Sir Harry Hotspur of Humblethwaite (1871) is Trollope’s most comfortless novel, and also the one with the most alliterative title (almost impossible to pronounce reliably after half a glass of sherry).
Following the tragic death of his son and heir, Sir Harry Hotspur is forced to rewrite his will. The glorious title must go to his cousin, a useless article called George Hotspur, but Sir Henry is determined that he shouldn’t also get his wealth. He bequeaths all his property to daughter Emily, hoping that she will marry a decent chap prepared to take his wife’s name. Alas, Emily is a feisty minx who refuses to marry the chinless wonder her parents have chosen, instead falling in love with the feckless George.
Although aware that George isn’t exactly a pillar of the community, Emily is convinced that he requires only her love in order to effect a Damascean conversion. George is fond of her in his own way, but sees her as little more than a cash cow and an expedient means of settling his stratospheric gambling debts. His true affections lie with hard-working actress Lucy Morton, of whose earnings he regularly avails himself. Evidence of his roguery abounds, but he sets himself the Herculean task of convincing Sir Harry that he is a suitable husband for his only child.
Sir Harry fears that George will give Emily venereal disease and be “endangered by the marriage”. Consequently, he insists that his prospective son-in-law is effectively quarantined before giving his blessing, as situation George finds unbearable.

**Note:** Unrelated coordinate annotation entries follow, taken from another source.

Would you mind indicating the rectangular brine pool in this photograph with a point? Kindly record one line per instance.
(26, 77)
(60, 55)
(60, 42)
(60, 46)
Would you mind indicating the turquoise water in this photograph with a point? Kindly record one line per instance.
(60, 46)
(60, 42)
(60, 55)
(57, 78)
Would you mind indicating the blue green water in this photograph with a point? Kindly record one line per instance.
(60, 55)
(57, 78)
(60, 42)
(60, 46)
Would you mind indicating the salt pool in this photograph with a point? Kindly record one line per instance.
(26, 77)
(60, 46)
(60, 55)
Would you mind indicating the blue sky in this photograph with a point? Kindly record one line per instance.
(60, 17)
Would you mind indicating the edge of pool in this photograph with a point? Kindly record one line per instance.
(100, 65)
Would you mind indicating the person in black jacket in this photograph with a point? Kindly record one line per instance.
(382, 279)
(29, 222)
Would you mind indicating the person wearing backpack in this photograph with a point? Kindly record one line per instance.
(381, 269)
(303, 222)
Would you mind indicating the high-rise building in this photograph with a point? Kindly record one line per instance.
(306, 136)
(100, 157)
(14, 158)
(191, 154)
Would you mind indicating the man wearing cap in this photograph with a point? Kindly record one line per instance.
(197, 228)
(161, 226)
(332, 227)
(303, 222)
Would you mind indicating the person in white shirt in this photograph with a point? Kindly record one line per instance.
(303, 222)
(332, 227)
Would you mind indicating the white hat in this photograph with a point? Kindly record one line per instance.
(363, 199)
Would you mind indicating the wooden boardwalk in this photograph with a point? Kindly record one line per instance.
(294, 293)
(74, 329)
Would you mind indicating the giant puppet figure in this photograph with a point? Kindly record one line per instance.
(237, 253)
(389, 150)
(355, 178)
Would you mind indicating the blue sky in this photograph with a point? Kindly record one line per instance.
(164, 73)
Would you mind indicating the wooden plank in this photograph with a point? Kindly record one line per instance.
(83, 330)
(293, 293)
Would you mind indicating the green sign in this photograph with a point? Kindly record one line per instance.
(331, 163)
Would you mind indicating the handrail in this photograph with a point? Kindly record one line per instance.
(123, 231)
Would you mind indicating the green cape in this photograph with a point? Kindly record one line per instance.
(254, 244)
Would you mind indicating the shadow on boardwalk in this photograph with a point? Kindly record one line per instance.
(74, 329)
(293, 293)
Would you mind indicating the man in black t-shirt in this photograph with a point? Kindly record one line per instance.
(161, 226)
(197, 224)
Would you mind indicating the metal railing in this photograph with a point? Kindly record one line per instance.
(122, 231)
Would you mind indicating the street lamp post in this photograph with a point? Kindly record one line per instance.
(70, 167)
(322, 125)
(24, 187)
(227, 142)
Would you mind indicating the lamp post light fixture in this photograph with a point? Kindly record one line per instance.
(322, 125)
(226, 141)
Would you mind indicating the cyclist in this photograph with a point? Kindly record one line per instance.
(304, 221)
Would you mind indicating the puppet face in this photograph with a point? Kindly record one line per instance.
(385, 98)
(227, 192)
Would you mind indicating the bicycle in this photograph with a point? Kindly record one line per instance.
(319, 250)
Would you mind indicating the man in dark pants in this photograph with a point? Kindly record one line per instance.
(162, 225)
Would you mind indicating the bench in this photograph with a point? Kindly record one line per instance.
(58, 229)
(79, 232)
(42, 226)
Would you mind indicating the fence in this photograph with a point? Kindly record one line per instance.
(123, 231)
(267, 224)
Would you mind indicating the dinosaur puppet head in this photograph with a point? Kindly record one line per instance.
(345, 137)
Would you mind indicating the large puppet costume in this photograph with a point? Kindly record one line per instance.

In his Autobiography, Trollope wrote that Sir Harry Hotspur of Humblethwaite (1871) “…had for its object the telling of some pathetic incident in life rather than the portraiture of a number of human beings.” As such, it is among his single-issue novels, with a limited cast and tight focus. Trollope rummages around in the consciousness of George, a character for whom he has no love:
“He was able, though steeped in worthlessness, so to make for himself a double identity as to imagine and to personify a being who should really possess fine and manly aspiration with regard to a woman, and to look upon himself as that being.”
The author’s sympathy is reserved entirely for the women who George mistreats, believing bigamy to be the ultimate solution to his problem: “A man might be fond of two dogs, or have two pet horses, and why shouldn’t he love two women!” He might then have the best of both worlds: Lucy Morton indulges his love of tobacco, alcohol and gambling, whereas the refined, but wealthy, Emily Hotspur takes a dim view. Emily’s spirited defence of her wastrel cousin is difficult to fathom; possibly it presents a rare opportunity for her to exercise autonomy.
Emily exists purely to continue the Hotspur line, destined to become utterly inconsequential should she produced an heir. Sir Harry’s dead son is far more important to him than his living daughter. Lucy is “added to the list of women who have sacrificed themselves on behalf of men whom they have known to be worthless.” Both end up throughly miserable, thanks to the selfishness of one man. A furious Trollope denounces him as “a brute, unredeemed by any one manly gift; idle, self-indulgent, false, and without principle.” The ending is poignant, but utterly bleak.
While the emotional intensity of Trollope’s writing is remarkable, the concomitant misery is almost unbearable in places. Rarely does Trollope present a male protagonist without a single redeeming feature – he lays on the wickedness with a trowel. As the story was serialised when the Married Woman’s Property Act was making its way through Parliament, Trollope was perhaps more mindful than ever as to the inequitable position of wives. Lucy’s property must be ceded immediately to a husband, and Lucy Morton works tirelessly to support an indolent parasite. An aristocrat is compared unfavourably with an actress, a profession at the very bottom of the Victorian social scale. Trollope’s writing is almost Dickensian in its polemicism, and rendered unforgettable by its brutal realism.